Never really was a big enough fan to buy the albums, but I like a few songs including Killer Queen, Somebody To Love, Bohemian Rhapsody. The current issue of Rolling Stone features an extended article on the band. Love it or hate it, Bohemian Rhapsody is unique for a pop hit. It features no chorus, is rather long, and there probably are more vocal overdubs than any other tune ever recorded.


----------



## elgar's ghost (Aug 8, 2010)

I liked a fair bit of the band's 70's output (especially the first three albums) but after that I would find it difficult to make a ten-song compilation of stuff I really like. I admired Queen's cleverness and versatility during what I would call the Singlet and Moustache Years but it's the hard rock material of their earlier years that is more to my liking, even if it did whiff of ripping off Led Zep in places.


----------



## techniquest (Aug 3, 2012)

I liked them all the way through until 'Jazz', which I thought was complete rubbish.
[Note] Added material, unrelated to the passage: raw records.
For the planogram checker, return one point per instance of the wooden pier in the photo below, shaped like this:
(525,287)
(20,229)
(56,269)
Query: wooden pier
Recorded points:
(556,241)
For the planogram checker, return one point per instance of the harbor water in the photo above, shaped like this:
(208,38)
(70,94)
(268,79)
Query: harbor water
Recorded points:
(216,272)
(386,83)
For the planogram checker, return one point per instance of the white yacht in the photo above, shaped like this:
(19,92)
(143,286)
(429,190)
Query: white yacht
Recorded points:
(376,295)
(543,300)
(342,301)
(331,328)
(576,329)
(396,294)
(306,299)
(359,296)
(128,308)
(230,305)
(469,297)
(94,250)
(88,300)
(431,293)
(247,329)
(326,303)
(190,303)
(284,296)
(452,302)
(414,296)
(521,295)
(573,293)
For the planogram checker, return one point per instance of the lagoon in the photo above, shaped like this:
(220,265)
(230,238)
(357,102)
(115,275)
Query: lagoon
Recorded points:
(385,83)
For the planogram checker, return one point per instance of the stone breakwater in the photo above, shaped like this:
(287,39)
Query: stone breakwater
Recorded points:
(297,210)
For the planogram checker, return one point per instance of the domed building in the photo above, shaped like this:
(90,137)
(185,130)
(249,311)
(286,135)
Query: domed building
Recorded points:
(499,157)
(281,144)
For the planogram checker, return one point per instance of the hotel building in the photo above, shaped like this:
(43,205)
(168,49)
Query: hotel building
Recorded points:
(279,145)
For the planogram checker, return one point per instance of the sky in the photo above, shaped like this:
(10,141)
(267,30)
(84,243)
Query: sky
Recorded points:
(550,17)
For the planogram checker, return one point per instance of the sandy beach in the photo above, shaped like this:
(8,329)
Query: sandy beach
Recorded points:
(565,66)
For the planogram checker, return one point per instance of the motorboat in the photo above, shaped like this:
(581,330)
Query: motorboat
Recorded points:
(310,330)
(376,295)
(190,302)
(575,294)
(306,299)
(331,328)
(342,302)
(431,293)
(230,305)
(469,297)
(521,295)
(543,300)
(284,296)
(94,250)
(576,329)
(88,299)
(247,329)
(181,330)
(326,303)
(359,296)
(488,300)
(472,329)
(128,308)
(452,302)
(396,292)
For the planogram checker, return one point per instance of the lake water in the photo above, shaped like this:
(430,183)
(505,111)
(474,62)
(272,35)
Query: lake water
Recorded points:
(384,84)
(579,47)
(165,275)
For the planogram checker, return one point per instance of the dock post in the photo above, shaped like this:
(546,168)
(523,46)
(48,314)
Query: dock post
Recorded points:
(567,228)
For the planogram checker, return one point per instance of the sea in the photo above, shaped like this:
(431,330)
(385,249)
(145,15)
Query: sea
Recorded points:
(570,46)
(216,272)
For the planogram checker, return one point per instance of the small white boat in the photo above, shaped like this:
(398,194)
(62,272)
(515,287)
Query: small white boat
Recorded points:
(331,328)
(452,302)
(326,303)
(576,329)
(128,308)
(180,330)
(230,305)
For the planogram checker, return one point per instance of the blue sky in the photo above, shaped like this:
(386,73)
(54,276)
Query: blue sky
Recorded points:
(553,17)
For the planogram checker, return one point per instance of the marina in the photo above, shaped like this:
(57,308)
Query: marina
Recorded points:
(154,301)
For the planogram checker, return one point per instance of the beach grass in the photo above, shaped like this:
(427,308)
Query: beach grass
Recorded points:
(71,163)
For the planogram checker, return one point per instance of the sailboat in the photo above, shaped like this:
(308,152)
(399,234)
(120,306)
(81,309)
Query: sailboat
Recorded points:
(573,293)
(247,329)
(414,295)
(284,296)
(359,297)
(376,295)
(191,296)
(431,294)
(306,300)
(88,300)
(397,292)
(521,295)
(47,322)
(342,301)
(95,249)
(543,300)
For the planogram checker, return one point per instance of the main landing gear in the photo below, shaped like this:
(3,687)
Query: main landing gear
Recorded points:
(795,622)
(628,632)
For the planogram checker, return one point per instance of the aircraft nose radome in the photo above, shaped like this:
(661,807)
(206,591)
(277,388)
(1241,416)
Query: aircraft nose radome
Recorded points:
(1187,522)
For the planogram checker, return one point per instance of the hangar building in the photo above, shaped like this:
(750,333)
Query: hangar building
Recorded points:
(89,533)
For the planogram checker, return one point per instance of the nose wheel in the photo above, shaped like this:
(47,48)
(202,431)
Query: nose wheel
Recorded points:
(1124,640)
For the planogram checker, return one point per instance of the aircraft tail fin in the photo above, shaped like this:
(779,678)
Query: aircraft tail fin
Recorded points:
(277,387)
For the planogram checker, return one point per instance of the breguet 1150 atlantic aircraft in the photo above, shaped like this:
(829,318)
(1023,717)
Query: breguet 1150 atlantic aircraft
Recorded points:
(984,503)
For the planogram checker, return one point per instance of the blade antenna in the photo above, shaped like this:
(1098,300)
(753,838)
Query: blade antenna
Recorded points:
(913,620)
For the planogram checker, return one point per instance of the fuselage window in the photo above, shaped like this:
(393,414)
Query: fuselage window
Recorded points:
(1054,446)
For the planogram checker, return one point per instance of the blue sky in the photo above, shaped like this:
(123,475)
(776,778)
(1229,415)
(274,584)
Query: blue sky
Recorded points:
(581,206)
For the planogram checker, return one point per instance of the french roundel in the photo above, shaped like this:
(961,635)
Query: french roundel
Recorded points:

I liked the way that they always used to claim that they had used 'no synthesizers' on their album covers credits lists, which kind of highlighted the exaggerated clverness of the way they could manipulate the guitar; after all, it would have been a whole lot simpler if they _had_ used synthesisers!
'Queen II', 'Sheer Heart Attack' and 'Night at the Opera' are my favourite albums, but I don't like the BoRhap track, probably because it has been so overexposed.


----------



## senza sordino (Oct 20, 2013)

70s Queen was great, but into the 80s I stopped following them. But Freddie was great wasn't he? 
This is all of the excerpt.